Now how about that quinoa (keen-wah)?
With that off the table let’s talk about how these grilled bread slices are rubbed with garlic and topped with some diced tomatoes, fresh basil leaves and feta cheese. I’m 99% sure there are so many variations of bruschetta out there that it’s hard to nail down what’s truly authentic. But this little gem of a recipe comes from my religious and almost ritualistic ordering of a side of bruschetta every single time I go to my favorite Italian restaurant.
And now that I’ve opened the bruschetta flood gates and have pronounced my undying love for it (properly), I’ll be rolling out more variations this summer. It almost sounds like the stuff you see in the movies. Climatic trailer ending with a cliffhanger and the words ‘Summer 2014’. Bruschetta.

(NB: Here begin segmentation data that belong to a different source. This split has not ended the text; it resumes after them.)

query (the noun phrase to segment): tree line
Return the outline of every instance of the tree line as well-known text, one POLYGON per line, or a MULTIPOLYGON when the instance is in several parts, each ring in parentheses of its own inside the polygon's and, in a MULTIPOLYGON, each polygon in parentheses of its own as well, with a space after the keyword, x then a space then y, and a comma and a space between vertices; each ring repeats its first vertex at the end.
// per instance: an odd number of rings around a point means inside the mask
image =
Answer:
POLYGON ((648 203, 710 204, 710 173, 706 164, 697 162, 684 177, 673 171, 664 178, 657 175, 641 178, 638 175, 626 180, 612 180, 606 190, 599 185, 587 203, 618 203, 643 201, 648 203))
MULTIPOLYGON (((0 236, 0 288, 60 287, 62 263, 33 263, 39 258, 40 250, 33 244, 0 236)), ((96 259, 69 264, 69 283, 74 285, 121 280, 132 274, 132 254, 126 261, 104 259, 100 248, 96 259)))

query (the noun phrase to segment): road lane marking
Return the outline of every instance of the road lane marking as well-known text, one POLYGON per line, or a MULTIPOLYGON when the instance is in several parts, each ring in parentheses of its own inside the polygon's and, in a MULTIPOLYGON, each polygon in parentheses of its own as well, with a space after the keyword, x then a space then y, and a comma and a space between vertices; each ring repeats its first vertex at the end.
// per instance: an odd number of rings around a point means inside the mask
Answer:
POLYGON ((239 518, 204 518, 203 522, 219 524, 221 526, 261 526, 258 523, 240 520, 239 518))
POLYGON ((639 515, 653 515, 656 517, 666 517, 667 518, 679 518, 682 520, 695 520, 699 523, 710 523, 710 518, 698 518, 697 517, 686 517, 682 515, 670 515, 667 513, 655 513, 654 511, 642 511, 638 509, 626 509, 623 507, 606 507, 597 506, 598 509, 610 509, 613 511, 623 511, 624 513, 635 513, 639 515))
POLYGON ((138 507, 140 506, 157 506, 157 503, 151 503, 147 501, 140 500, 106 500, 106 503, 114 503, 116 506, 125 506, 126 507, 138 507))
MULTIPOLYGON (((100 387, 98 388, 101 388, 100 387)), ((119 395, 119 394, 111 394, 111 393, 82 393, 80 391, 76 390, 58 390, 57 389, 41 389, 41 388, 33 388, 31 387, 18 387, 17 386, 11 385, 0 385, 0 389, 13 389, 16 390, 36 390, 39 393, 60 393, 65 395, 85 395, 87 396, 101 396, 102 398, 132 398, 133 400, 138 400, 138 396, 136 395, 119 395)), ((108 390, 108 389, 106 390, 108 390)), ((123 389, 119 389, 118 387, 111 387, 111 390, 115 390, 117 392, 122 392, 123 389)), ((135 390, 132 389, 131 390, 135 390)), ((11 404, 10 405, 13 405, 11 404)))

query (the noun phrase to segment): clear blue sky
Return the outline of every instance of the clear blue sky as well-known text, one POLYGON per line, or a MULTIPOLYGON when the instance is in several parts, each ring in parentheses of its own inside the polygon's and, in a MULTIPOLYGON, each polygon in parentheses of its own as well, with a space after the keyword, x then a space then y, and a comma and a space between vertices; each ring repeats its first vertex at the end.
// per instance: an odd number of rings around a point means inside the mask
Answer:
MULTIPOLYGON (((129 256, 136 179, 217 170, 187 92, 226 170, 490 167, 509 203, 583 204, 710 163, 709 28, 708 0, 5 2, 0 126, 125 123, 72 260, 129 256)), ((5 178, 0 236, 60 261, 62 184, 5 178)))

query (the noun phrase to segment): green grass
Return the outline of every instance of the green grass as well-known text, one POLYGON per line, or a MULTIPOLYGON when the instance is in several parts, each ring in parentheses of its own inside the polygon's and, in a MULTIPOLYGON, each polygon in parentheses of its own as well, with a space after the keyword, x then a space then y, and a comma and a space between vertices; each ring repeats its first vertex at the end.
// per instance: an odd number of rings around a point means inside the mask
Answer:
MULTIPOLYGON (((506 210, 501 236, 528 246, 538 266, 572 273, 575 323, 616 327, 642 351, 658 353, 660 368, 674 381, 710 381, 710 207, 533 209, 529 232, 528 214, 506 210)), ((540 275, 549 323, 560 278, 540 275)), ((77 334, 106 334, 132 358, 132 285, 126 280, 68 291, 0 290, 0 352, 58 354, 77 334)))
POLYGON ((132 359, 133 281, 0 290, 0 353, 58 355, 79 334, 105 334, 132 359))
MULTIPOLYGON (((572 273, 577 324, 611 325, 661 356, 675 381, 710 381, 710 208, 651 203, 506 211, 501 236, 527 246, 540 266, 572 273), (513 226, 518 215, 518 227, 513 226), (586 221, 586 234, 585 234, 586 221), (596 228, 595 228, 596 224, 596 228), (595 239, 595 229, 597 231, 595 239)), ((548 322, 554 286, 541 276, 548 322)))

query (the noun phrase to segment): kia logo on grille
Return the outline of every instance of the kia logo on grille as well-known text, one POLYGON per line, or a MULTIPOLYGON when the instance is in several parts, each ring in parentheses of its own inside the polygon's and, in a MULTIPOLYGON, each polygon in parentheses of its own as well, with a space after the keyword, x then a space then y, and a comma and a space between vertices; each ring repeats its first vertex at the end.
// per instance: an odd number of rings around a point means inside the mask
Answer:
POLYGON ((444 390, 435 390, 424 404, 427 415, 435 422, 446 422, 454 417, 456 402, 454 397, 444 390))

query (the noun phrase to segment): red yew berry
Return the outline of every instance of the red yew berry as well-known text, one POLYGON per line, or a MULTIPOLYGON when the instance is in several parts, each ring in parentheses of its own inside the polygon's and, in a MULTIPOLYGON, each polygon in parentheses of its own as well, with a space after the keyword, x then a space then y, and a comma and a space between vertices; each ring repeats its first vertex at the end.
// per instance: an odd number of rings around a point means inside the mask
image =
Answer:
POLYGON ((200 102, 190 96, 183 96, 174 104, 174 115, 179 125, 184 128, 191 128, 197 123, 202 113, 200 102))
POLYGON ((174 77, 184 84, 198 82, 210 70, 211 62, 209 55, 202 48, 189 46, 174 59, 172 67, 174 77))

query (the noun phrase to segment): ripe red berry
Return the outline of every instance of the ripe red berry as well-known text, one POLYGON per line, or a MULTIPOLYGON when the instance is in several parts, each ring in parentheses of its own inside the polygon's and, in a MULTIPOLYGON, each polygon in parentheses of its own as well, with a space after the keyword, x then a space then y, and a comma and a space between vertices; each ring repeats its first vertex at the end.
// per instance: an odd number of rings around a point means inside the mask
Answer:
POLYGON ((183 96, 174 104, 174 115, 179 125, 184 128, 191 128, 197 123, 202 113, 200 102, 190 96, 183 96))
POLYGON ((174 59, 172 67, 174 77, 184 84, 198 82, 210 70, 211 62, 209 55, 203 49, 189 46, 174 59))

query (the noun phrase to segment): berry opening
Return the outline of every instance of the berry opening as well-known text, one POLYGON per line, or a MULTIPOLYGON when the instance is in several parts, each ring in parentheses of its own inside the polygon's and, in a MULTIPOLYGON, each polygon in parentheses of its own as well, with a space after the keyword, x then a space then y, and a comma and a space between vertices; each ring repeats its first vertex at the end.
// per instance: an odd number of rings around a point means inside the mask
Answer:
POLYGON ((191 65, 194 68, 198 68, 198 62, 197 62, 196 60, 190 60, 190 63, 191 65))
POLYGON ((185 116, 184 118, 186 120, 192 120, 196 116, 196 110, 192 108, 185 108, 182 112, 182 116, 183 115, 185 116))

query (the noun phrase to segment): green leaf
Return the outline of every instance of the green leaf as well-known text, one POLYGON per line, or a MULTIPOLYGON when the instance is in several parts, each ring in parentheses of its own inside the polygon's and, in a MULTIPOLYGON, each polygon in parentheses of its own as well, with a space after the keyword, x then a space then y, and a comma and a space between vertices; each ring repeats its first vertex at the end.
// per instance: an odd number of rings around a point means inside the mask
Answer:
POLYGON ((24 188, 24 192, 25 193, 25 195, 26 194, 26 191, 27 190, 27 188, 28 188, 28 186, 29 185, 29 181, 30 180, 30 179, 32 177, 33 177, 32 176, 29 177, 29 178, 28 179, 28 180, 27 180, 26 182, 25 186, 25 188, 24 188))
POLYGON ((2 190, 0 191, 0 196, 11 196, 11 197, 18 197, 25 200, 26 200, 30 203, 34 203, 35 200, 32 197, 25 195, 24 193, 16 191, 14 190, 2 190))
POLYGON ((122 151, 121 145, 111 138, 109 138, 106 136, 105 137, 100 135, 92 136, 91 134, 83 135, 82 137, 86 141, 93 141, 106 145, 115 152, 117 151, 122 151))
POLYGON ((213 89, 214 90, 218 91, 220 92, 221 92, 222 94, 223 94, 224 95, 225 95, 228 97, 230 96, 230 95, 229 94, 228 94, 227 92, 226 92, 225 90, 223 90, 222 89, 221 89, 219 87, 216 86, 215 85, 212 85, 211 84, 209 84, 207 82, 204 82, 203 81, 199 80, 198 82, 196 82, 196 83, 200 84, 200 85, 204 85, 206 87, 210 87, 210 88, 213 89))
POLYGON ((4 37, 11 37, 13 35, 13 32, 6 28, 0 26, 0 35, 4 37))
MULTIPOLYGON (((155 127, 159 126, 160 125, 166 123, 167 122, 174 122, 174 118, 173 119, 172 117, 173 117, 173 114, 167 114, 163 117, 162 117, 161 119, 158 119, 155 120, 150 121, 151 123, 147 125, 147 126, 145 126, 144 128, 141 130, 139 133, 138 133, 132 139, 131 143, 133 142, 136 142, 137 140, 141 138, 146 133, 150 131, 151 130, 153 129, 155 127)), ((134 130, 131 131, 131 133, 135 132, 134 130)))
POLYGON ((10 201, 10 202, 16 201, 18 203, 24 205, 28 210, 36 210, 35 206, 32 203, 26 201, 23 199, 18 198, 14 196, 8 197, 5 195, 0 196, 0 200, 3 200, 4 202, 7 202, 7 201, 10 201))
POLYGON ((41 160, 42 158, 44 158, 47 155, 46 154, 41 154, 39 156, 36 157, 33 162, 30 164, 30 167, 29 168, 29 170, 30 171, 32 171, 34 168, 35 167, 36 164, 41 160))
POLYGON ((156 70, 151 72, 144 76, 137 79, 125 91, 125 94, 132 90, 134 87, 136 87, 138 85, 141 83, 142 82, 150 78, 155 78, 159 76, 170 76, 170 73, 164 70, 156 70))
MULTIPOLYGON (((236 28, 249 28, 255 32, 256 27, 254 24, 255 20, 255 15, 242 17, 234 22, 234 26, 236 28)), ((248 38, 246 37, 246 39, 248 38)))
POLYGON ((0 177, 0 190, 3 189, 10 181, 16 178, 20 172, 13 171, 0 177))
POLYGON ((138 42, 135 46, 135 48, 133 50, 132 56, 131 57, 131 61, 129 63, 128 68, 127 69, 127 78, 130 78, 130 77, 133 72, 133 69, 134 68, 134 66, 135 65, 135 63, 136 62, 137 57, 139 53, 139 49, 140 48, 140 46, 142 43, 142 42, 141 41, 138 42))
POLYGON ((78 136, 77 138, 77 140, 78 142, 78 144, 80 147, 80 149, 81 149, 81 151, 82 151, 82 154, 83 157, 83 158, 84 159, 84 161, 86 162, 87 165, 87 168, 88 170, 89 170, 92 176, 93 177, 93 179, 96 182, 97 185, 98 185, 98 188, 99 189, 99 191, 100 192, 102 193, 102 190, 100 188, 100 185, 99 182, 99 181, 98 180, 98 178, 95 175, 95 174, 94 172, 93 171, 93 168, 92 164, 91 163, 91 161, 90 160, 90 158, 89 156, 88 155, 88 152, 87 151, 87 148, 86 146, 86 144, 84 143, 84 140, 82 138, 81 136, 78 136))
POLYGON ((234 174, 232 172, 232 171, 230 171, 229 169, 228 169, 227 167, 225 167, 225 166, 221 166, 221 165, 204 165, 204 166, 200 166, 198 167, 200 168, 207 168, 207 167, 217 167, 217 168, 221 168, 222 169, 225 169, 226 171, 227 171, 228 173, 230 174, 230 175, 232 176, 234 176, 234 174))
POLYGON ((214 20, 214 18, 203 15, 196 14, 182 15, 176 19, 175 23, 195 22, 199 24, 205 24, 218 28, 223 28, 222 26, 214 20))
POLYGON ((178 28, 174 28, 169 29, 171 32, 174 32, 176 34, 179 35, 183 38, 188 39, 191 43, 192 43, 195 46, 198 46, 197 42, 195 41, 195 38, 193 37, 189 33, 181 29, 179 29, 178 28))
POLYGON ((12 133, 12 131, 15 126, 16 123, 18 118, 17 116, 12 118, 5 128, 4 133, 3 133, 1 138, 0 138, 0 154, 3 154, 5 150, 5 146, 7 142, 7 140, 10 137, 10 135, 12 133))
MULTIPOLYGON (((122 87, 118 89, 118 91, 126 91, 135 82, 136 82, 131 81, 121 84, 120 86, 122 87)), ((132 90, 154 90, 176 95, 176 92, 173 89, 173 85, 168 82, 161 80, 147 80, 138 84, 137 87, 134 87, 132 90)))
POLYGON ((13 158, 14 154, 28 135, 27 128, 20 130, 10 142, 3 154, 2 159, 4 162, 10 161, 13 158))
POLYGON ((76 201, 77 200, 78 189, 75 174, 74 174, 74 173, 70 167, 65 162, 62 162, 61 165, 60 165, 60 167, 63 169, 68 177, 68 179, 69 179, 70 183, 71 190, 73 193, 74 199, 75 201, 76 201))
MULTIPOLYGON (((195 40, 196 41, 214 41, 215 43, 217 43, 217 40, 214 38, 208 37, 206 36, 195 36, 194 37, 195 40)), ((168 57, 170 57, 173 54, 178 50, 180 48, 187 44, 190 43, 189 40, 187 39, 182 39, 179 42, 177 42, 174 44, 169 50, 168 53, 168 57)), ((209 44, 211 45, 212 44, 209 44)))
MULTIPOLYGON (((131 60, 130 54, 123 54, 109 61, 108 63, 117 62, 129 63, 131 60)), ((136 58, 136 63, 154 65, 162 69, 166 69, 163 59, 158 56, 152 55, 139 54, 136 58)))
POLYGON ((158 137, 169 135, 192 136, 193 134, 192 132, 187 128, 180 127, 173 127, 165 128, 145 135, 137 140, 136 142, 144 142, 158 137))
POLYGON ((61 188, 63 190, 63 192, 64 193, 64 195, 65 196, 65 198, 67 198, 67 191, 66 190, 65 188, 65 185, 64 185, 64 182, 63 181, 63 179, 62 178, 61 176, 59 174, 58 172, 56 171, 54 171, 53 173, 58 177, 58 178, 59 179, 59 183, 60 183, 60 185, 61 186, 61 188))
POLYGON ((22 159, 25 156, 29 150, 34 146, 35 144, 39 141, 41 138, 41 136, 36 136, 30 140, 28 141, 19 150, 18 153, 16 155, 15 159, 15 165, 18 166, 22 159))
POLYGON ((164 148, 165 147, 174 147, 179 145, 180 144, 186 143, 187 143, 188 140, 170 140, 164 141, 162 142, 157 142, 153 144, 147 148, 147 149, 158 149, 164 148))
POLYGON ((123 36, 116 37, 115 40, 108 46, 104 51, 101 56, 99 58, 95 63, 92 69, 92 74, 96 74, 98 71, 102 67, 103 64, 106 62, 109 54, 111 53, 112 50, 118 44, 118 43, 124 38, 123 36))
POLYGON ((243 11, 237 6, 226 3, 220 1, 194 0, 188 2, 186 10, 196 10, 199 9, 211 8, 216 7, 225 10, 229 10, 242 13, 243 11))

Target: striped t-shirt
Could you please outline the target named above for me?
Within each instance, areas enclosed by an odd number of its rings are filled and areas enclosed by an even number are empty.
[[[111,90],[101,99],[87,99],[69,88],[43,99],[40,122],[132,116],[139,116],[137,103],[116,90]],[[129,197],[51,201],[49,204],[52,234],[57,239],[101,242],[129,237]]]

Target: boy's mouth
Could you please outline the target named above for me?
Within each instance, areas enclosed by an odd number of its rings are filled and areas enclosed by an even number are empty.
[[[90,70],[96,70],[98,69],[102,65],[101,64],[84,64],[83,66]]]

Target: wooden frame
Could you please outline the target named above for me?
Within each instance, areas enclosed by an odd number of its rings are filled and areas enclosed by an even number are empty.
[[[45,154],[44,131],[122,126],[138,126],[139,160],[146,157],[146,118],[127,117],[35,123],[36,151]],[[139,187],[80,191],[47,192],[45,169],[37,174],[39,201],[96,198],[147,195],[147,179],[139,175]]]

Coming to a kitchen near you.
The beauty about this simple bruschetta is how you can customize it. Add more basil, salt or feta if you are partial to either of those or lessen them if you like. I found that adding more feta really brought out the flavor. Also, you can opt out of the garlic rubbing too and just stick with the garlic in the tomato mixture. Whatever you choose! The only part I found tedious was the slicing and dicing. As for the basil, a trick I learned was to stack the leaves on top of one another and roll them up tightly. Then I sliced very thinly to make some green confetti. The professional term is called a chiffonade.